Hacker News new | past | comments | ask | show | jobs | submit login
Show HN: An open-source, self-hostable synced narration platform for ebooks (smoores.gitlab.io)
338 points by smoores 8 months ago | hide | past | favorite | 67 comments
Hi, I made a thing! This is by far the most work I've ever sunk into a side project; I've been working on this thing for over two years, and I'm super proud of it, even though there's still a lot more to do!

Storyteller is a self-hosted platform for ebooks with synced narration. This is basically self-hosted WhisperSync, for anyone familiar with that Amazon product.

It's currently made up of two self-hostable backend systems and a mobile app for reading and listening to the books it produces. Technically it uses an open spec, EPUB 3's "Media Overlay", for syncing the narration, but very few ebook apps actually support Media Overlays, and even fewer work well and have nice interfaces.

The mobile app is available on the Apple App Store as "Storyteller Reader", and I plan to release it for Android as well early next year.

Anyway, I hope someone finds this interesting or useful!




Amazing! I've made a similar ebooks-audiobooks aligner years ago: https://github.com/r4victor/syncabook. At that time, I chose to synthesize the text and align two audio sequences because I found texts-alignment approaches (including ML-based ones) too compute-intensive and inadequate for long texts. I see Storyteller works by aligning the texts. Could you give some view on how long it takes to sync a book?

Also, my experience was that audio and text versions are often very different (e.g. the audio having an intro missing from the text). It'd be very interesting to know how well Storyteller handles such cases. Does it require manual audio/text editing or handle the differences automatically?

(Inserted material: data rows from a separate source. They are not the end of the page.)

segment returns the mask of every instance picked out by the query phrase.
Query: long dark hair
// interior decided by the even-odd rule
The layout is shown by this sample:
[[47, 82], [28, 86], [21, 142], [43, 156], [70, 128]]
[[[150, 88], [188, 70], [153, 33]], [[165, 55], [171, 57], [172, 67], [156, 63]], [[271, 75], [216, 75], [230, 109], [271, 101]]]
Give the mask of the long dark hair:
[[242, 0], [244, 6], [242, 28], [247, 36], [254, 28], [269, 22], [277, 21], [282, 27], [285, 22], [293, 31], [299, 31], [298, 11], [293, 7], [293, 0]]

Hello! syncabook is awesome, and indeed Storyteller does take "the opposite" approach when it comes to forced alignment.

Others have linked to the docs, where I go into detail about the syncing algorithm, but at a high level:

Storyteller uses Whisper to transcribe the audio to text (this is the most computationally expensive part of the process)

Then we use a Levenshtein-distance-based fuzzy search algorithm to find each chapter in the text (this is attempting to account for the difference between audio and text versions, as you said!)

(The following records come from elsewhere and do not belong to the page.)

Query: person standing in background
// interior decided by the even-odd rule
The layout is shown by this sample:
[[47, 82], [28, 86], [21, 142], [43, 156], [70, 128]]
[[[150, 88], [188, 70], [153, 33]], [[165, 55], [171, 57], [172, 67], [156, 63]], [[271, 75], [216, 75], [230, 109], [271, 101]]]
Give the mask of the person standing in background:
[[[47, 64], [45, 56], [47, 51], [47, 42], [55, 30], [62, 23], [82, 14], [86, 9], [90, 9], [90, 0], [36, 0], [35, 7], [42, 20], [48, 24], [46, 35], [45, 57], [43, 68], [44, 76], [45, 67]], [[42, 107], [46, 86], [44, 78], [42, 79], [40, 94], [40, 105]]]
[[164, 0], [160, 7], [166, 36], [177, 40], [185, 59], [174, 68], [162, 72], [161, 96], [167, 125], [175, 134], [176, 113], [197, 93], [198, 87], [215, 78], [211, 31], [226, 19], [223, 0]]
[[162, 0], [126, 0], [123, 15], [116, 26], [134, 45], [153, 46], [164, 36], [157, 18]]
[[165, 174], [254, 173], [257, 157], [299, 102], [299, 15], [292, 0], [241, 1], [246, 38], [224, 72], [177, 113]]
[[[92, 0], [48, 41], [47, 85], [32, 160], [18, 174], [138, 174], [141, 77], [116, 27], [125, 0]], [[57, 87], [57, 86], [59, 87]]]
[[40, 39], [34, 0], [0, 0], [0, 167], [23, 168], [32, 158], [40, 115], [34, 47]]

Then for each chapter, we find the start and end timestamp of each sentence, again using a fuzzy search across the transcription.

In general, Storyteller does a pretty good job; it treats the ebook as the source of truth, which means that at the moment it sometimes misses introductory and ending pieces of the audiobook, though it's on the roadmap to have some support for explicitly triggering those when that happens.

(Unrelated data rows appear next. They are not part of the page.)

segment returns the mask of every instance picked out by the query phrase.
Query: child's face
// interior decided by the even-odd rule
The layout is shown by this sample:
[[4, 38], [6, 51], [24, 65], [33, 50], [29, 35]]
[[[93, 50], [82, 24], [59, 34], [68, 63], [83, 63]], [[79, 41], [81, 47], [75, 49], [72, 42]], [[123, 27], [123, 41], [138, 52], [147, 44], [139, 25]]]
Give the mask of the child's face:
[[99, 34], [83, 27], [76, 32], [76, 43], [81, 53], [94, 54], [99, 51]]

The docs say it's usually 1-4 hours depending on the book and the hardware: https://smoores.gitlab.io/storyteller/docs/syncing-books

The docs also have a detailed section about the algorithm that goes into how it auto-handles differences between the audio and the text.


One obvious optimization is to sample the audio file at regular intervals and transcribe only a part of the text. Then just interpolate the locations. This can speed it up by a couple of orders of magnitude.


This is true, but it really limits the ability to highlight the current sentence visually while it's being read, which is great for language learning and for reducing cognitive load. I actually spent a lot of time trying to get the timing as precise as I could to make this feel as natural as possible, and I think the effect is really nice!


Ah, makes sense. Maybe have it as an option?

And I haven't realized that you can actually see sentences highlighted as they are being read. I'd love that for Chinese (I'm learning it, so it'd help me a lot). I'll try and see if it "just works", and contribute a patch if it doesn't.


There's an open ticket for languages other than English! https://gitlab.com/smoores/storyteller/-/issues/10. If you want to take a look, please do! I don't have any contributing guidelines yet, unfortunately, but they'll probably come soon. I think Whisper does have Cantonese and Mandarin support, so it should be possible to add support for those languages, though we'll have to look into nltk support for sentence tokenization as well!


A few years ago, I made that as a YouTube channel based on LibriVox audiobooks, maybe you'll enjoy it:

Simplified Mandarin: https://youtube.com/playlist?list=PLVlVz7EDz7fprPeVpqQCvlkMI...

Traditional Mandarin: https://youtube.com/playlist?list=PLVlVz7EDz7fpQZr29P5hqVveL...

... also 33 other languages https://youtube.com/@literature_for_eyes_and_ears/playlists

I left it to languish once I discovered the demand wasn't that great and I was spending more time making the videos than people ultimately spent watching them.


This is really neat, it's something I hadn't thought about before. I've started listening to audiobooks on my commute, but I read at night. I currently use audiobookshelf[0] to listen to my ebooks, and it has support for ebooks as well. I've added a comment[1] on a discussion if audiobookshelf could read the epubs your took creates.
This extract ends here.